Merhaba hanımlar yaklaşık 2 yıldır evliyim. kocamla severek evlendik. ikimizde çalışıyoruz mesleklerimiz iyi. benim çalıştığım yer çok rahat genelde hep oturuyorum iş yoğunluğum falan nerdeyse hiç yok. sabah 9 akşam 6 çalışıyorum ve eve de 18.10 de geliyorum. kocamda 8.30-18.00 çalışıyor. o 18.45 gibi anca geliyor eve. onun çalıştığı iş hep ayakta durması gereken yorucu bir iş. neyse asıl konumuza gelecek olursak. evdeki tüm işleri ben yapıyorum. yemeği ben hazırlıyorum sofrayı ben kuruyum ben kaldırıyorum. bulaşığı ben yıkıyorum. açtığı soda şişesinin kapağını bile tezgahta bırakıyor ben çöpe atıyorum. çamaşır, ütü vs hepsi bende zaten. o sadece benim söylememle odaları toparlayıp robot süpürgeyi çalıştırıyor. zaten evde hiç durmadığımız için o kadar da dağılmıyor. zaten çalışmak istemiyorum ama borcumuz var diye çalışıyorum. borcumuzda eylülde bitecek. benim paramın tümü borca gidiyor sadece 1500 tl kalıyor bana. kocamın parasıyla da kira, faturalar, alışveriş vs yapıyoruz kalanını da altın yapıyoruz. bişey istediğimde falan parasını verir maddiyat olarak bi sorunumuz yok. ama borcumuz var diye de ben de bişey istemiyorum zaten. Borç bitince işi bırakmayı düşündüm ama bu sefer daha kötü olacak diye korkuyorum zaten evde herşeyi ben yapıyorum o arada benim söylememle yardım ediyor. işi bıraksam asla yardım etmez ve daha fazlasını bekler. şimdi sadece bir çeşit yemek ve salatayla akşam yemeği yiyoruz bişey demiyor. zaten ben akşamları genelde sadece salata yiyorum kocam olmasa onu da yemem. işi bıraksam dört dörtlük sofra bekler. ev işine asla elini sürmez. ve ben hizmetçi gibi de olmak istemiyorum. gerçi şimdide hizmetçi gibiyim ama....

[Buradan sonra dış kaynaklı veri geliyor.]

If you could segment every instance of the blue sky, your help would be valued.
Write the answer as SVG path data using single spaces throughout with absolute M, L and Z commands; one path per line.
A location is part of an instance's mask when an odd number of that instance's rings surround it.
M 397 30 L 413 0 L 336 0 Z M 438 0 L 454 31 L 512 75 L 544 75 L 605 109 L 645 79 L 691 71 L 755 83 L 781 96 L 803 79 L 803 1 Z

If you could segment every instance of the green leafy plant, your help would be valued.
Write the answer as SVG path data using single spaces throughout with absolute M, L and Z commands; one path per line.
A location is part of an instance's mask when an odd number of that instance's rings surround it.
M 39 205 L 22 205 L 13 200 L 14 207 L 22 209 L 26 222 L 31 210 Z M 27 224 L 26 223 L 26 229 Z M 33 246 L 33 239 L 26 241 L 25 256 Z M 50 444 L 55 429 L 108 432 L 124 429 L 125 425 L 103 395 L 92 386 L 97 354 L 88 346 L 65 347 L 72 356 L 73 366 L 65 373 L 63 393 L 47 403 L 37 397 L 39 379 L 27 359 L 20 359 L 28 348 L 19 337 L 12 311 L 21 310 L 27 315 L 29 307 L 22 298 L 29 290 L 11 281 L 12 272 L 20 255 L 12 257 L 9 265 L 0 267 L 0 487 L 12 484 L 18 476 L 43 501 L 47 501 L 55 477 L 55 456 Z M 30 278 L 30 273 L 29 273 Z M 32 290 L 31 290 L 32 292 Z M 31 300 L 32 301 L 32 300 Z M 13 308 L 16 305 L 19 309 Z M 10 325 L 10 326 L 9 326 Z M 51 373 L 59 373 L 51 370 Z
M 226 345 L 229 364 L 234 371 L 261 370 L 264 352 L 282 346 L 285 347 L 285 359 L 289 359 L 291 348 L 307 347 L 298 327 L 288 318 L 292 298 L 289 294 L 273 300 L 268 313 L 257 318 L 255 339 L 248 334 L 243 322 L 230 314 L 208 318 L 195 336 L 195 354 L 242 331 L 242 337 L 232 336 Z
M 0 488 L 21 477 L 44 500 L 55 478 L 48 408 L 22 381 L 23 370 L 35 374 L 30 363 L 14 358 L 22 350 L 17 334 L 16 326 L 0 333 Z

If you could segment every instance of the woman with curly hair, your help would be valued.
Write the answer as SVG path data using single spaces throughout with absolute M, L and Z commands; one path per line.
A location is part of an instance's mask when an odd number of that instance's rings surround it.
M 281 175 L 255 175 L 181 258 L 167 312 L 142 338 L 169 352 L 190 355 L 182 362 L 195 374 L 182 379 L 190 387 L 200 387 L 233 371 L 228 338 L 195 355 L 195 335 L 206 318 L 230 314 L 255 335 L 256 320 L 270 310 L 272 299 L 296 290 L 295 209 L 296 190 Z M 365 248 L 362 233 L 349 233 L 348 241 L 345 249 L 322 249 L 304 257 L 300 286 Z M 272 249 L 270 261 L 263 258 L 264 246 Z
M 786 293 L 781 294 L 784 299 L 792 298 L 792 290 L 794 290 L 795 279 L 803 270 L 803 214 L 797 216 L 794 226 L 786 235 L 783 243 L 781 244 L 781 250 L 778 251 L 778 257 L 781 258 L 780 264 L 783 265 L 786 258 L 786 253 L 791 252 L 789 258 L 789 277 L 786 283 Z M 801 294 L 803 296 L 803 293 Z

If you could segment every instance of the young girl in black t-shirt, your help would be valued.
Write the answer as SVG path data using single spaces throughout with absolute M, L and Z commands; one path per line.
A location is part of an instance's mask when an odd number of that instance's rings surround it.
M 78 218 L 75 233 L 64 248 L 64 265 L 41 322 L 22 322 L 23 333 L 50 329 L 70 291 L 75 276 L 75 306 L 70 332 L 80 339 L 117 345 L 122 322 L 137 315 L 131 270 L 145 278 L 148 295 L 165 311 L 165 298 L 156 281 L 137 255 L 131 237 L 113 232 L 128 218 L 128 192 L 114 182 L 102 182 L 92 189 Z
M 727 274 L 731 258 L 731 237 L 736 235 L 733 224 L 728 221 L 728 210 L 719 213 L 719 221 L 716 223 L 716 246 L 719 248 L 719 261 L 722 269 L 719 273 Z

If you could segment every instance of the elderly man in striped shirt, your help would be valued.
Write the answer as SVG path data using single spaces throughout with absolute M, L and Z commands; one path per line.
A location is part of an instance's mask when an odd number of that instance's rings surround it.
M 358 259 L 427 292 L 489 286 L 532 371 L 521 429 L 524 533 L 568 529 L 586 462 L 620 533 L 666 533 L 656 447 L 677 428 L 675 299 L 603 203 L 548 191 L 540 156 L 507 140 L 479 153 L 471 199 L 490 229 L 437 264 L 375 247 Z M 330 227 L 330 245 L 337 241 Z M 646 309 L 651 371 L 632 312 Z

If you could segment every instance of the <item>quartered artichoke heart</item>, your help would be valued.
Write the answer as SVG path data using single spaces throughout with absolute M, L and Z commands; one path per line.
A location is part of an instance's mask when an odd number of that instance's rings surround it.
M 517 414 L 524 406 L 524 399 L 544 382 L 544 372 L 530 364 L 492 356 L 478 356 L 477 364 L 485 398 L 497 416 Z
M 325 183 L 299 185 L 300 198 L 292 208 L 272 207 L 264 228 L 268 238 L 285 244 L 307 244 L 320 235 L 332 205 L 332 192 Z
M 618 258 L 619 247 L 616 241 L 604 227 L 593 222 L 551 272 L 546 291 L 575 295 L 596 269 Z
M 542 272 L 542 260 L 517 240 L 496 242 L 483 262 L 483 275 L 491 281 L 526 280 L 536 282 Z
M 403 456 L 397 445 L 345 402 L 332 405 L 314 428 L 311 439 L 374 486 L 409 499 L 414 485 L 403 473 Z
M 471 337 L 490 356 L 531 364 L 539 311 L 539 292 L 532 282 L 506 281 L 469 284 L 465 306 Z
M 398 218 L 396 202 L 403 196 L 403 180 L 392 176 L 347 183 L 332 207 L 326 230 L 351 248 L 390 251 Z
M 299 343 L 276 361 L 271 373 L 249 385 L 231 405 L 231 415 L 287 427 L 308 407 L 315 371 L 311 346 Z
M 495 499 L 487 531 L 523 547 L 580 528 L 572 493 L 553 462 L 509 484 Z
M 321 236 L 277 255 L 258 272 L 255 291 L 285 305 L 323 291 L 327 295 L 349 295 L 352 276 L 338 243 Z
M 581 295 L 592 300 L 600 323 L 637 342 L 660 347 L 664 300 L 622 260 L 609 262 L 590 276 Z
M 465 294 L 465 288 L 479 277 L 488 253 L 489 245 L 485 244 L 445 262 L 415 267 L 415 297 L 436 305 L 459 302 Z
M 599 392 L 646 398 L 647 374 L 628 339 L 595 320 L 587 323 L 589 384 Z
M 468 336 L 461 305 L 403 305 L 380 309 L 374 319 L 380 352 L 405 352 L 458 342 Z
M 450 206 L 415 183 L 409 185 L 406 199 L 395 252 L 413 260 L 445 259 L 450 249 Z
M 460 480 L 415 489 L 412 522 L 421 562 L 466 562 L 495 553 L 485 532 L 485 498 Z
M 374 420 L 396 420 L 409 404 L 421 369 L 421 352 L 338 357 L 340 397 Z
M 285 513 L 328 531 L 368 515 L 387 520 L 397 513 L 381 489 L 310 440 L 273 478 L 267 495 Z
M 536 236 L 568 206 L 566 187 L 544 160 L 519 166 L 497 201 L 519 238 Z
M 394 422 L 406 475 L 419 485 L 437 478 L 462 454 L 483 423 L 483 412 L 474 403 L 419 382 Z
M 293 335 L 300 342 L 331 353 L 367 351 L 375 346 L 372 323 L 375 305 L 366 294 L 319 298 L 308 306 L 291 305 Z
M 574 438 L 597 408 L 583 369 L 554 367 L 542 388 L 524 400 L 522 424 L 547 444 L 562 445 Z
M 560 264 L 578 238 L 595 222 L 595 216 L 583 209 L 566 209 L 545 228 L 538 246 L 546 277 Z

Tek sorunumuz bu da değil. O 2 haftada bir ya da 10 günde bir arkadaşlarıyla buluşuyor. bir arkadaşının dükkanı var orda oturuyorlar. tüm arkadaşlarını tanıyorum hepsi çok iyi çocuklar o yüzden gitmesine laf etmiyorum.zaten buluşacağı zaman beni de annemlere bırakıyor o yüzden benim için de iyi oluyor.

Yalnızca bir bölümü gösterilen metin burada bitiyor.